Predictions for the Bank of Israel to Reduce Interest Rates by a Quarter Point
SadaNews Economy Translation - Will the Bank of Israel reduce interest rates tomorrow (Monday) for the third time this year? Many Israeli economists expect the monetary committee to announce another reduction, bringing the central bank's interest rate to 3.5% and the basic interest rate to only 5%.
If these expectations are realized, the interest rate will drop to its lowest level since the end of 2022 (when it was 3.25%, before the wave of interest rate hikes). This move would significantly reduce mortgage payments by thousands of shekels over the loan period and is expected to provide crucial support to the business sector, which is under pressure from financing costs. As you know, the interest rate was reduced to 4.0% on January 5 of this year, and then again to 3.75% on May 25.
This decision comes according to SadaNews Economy's translation amid a complex macroeconomic situation. Supporters of reducing the interest rate point to a decline in inflation to 1.9%, which is within the Israeli government's price stability target range (1%-3%). In addition, the fluctuations in economic growth, the reduction of military operations on various fronts, and the agreement to limit the increase in the defense budget to 15 billion shekels (instead of the 40 billion shekels requested by the Ministry of Defense) contribute to reducing uncertainty.

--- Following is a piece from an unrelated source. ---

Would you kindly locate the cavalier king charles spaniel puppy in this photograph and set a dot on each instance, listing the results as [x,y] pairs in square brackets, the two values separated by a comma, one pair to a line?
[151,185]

On the other hand, the Bank of Israel faces risks that may hinder the reduction of the interest rate, including the recent rise in the value of the dollar and the euro against the shekel, which may increase import costs, political instability, and concerns that the application of "electoral economics" at the last moment could disrupt budget frameworks. Moreover, the proximity to the previous interest rate cut raises fears of renewed inflation.
Despite the risks surrounding the budget, the financial system shows optimism. Both Shmuel Katzvian, a financial markets strategist at Discount Bank, and Ofer Klein, head of the economics and research department at Harel, estimate that economic conditions are ripe for a quarter-point decrease tomorrow. The Psagot Investment House supports this expectation, indicating that the decline in global oil prices, along with expectations of a 0.1% decrease in the June index, strengthens the trajectory for imminent declines.
In the meantime, the business sector is exerting considerable pressure on the Governor of the Bank of Israel, Professor Amir Yaron, to reduce the interest rate by half a percentage point (0.5%). Certified public accountant Chen Shraiber, head of the Institute of Certified Public Accountants, stated: "The Bank of Israel has a golden opportunity to reduce the interest rate by half a percentage point. Last time, the governor realized his mistake when he only reduced it by a quarter point, and I hope this time they will not regret it later. Business owners are waiting for news that encourages growth. Let us be courageous."
Lawyer Roy Cohen, head of the Lahav Organization (Chamber of Independent Organizations), also urged the governor, saying: "Move from words to action, and immediately announce another interest rate cut, given the current economic situation. It is time to ease the situation for companies in Israel."